The U.S. Senate last week unsealed more than 4,000 pages of transcripts of closed-door hearings McCarthy conducted in the early 1950s.
Tinseltown was not the main focus of McCarthy’s witch-hunts. The House UnAmerican Activities Committee had almost exhausted that redbaiting crusade a few years earlier. But McCarthy found a new angle.
McCarthy’s Senate committee was charged with investigating the government for subversion and espionage. To get to writers and artists, he went after anyone whose name ever appeared on a government payroll.
That list included Oscar-award winning composer Aaron Copland, who had traveled to Italy as a Fulbright scholar, filmmaker Julien Bryan, who made documentaries of foreign lands for the State Dept., actress, director and producer Margaret Webster, who participated in the State Dept.’s teacher-student exchange program.

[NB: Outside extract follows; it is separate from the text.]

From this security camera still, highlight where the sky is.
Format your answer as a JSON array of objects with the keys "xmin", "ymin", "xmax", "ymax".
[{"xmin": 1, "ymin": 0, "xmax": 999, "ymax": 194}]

He also interrogated novelist Dashiell Hammett, who penned “The Maltese Falcon” and “The Thin Man,” as well as Harlem renaissance writer Langston Hughes.
“Sometimes he was hauling them in simply because they wrote a book that happened to be in a library that the government owned,” says Senate historian Don Ritchie.
The unsealed transcripts are filled with examples of McCarthy’s bullish style, but they also show witnesses standing their ground.
Case in point: Copland, who was only questioned in private. After denying several times that he was a communist, Copland grew frustrated.
“I spend my days writing symphonies, concertos, ballads, and I am not a political thinker,” he said.